To localize the expression of the newly identified sporulation genes, as well as ylzA, we constructed transcriptional fusions of the putative promoters of the ylmC, ylzA, and ytaF genes to gfp. The fusions were inserted in trans at the nonessential amyE locus, and the time and compartment of expression during sporulation were examined by fluorescence microscopy. Fluorescence from the P_ylzA-gfp fusion was detected during vegetative growth and in the mother cell following asymmetric division at the onset of sporulation (Fig. 5A and B, top row). In addition, green fluorescent protein (GFP) accumulated strongly in the forespore soon after asymmetric division. Inspection of the region upstream of the ylzA gene revealed possible −35 (GTTTA) and −10 (GGCTAAACTA) elements (located between −162 and −132 relative to the start codon) recognized by σ^F, the early prespore-specific σ factor (−35, GYATA; −10, GG--A-AHTR, where Y is C or T, H is A, C, or T, and R is A or G; hyphens in the −10 sequence indicate spaces) (50).
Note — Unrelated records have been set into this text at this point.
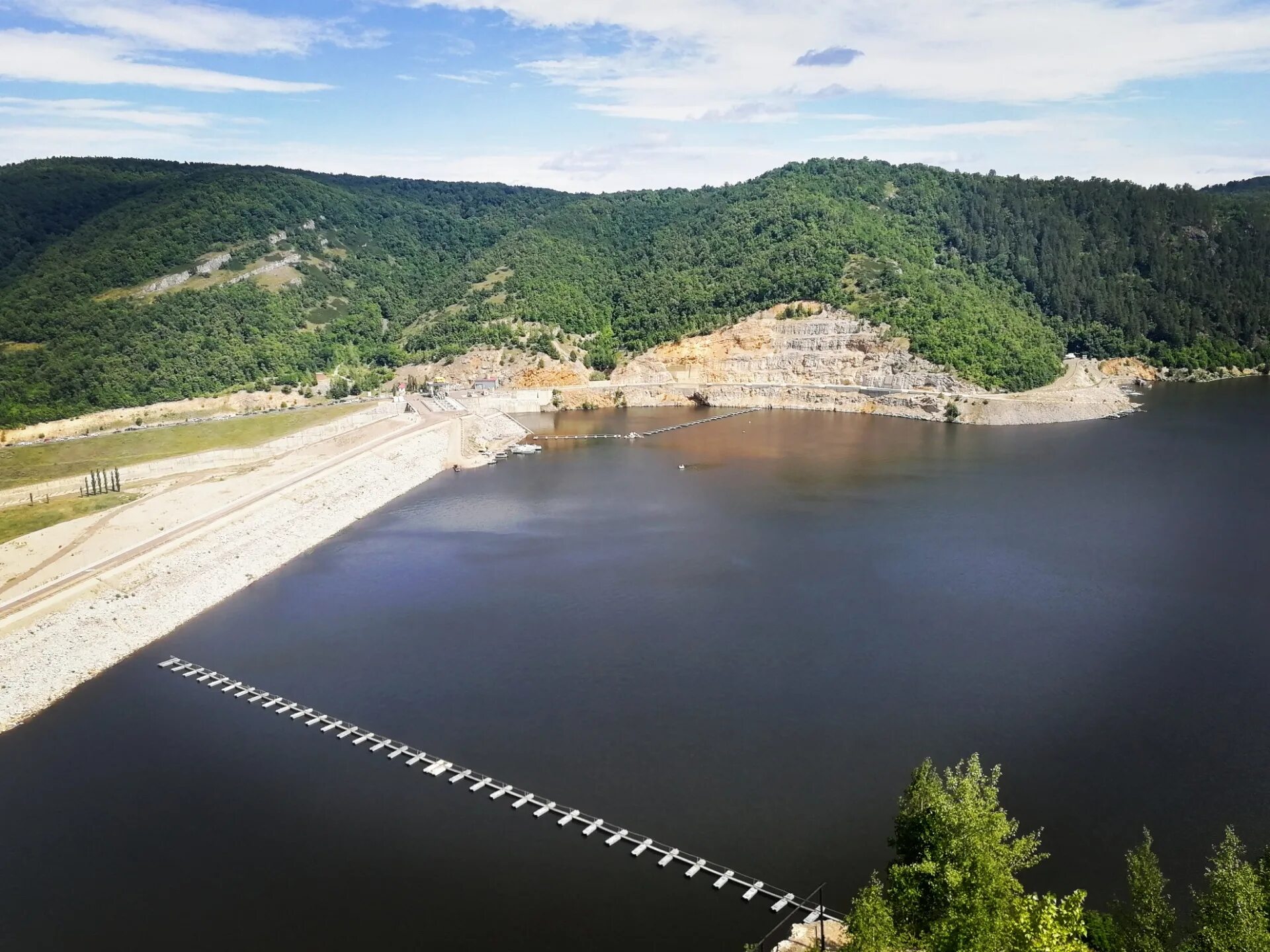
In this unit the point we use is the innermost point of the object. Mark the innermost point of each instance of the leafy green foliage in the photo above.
(1146, 922)
(987, 274)
(958, 856)
(1231, 910)
(872, 923)
(1049, 924)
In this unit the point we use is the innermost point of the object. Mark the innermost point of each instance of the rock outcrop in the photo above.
(290, 258)
(212, 263)
(831, 348)
(164, 284)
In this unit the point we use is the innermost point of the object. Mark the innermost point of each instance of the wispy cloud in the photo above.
(683, 60)
(478, 78)
(943, 130)
(829, 56)
(161, 24)
(107, 112)
(73, 58)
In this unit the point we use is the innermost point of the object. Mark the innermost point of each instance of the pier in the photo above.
(479, 782)
(634, 434)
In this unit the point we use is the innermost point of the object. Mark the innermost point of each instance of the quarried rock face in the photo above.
(831, 348)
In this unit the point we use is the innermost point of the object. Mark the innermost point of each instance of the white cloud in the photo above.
(944, 130)
(478, 78)
(71, 58)
(687, 59)
(845, 117)
(106, 111)
(160, 24)
(646, 161)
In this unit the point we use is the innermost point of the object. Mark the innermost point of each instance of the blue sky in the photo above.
(615, 95)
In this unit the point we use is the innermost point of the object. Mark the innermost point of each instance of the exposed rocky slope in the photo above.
(831, 347)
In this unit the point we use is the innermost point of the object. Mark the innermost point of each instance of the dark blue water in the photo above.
(745, 659)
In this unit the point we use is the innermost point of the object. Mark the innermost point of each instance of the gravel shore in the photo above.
(140, 602)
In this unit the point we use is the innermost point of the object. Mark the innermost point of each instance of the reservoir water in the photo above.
(743, 658)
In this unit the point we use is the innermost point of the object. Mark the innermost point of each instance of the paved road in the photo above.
(163, 539)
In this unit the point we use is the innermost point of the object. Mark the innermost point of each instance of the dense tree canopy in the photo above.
(991, 276)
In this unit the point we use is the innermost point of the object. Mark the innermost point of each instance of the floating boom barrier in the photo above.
(494, 790)
(633, 434)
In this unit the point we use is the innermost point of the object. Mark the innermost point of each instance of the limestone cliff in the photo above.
(829, 348)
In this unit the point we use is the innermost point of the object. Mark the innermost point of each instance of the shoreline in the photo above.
(1083, 393)
(63, 633)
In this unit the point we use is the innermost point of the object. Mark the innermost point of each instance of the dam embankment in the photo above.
(201, 549)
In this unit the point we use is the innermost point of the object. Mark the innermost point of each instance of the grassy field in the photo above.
(22, 466)
(19, 520)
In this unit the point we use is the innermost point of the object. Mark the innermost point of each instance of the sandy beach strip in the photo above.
(59, 641)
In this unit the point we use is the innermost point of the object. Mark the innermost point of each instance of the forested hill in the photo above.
(992, 276)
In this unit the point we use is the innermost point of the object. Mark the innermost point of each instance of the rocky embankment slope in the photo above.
(52, 645)
(831, 348)
(835, 361)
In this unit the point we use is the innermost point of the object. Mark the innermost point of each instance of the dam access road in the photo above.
(75, 598)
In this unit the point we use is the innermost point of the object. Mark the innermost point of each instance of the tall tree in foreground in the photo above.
(870, 923)
(1231, 912)
(1146, 922)
(958, 855)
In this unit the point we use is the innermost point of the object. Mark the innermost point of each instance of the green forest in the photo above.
(992, 276)
(954, 887)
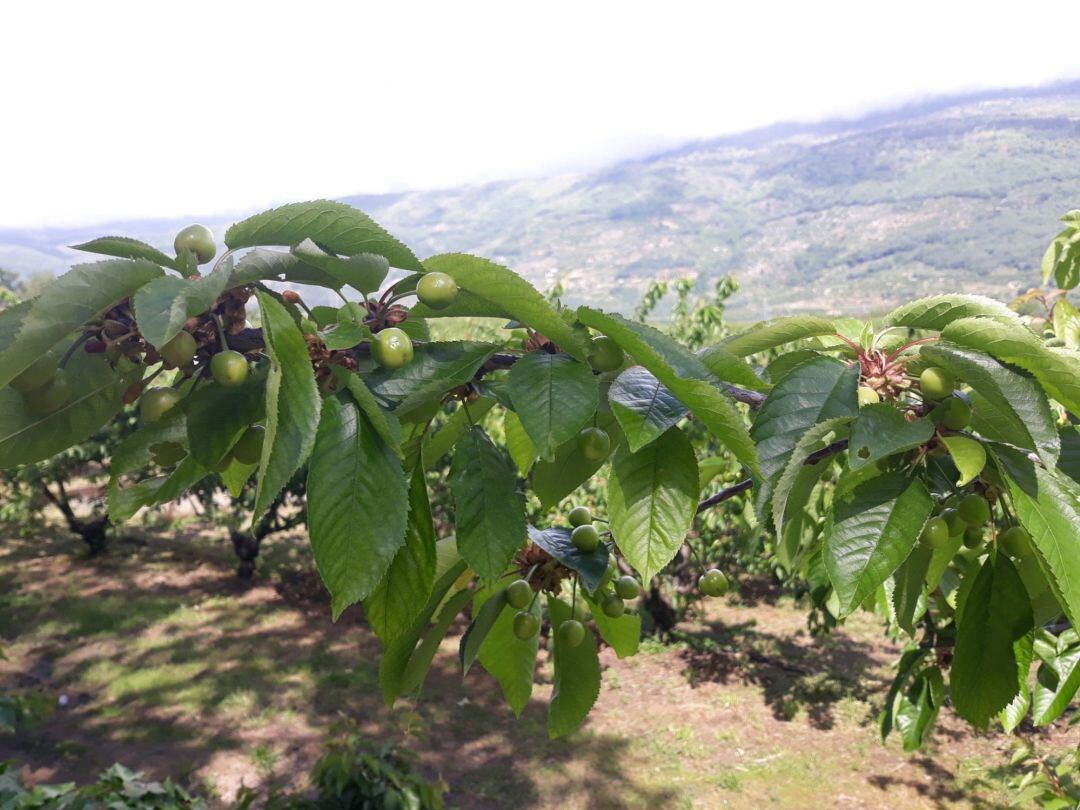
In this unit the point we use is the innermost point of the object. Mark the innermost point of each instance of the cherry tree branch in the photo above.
(747, 484)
This suggested that expression of ylzA in the forespore could be governed by σ^F. Three observations are in line with this idea. First, disruption of the sigF gene abolished expression of the P_ylzA-gfp fusion (Fig. 5A, top). Second, point mutations designed to eliminate the −10 element of the putative σ^F promoter (changing it to GGCTCACCA) also abolished expression of the P_ylzA-gfp fusion (Fig. 5A, top). Third, expression of ylzA increased and became confined to the forespore at late times in development (Fig. 5A and B). In contrast, disruption of the gene for the first mother cell-specific σ factor, σ^E, did not eliminate fluorescence in this compartment (Fig. 5A, top), suggesting that accumulation of GFP in the mother cell results from expression of ylzA in predivisional cells. Using lacZ fusions to analyze expression of the ylzA gene, Traag and coauthors came to the conclusion that expression was not specifically induced during sporulation (38). However, because the expression level of ylzA during growth is high (Fig. 5A), the specific increase we noted here in the forespore compartment may have been missed in that previous study.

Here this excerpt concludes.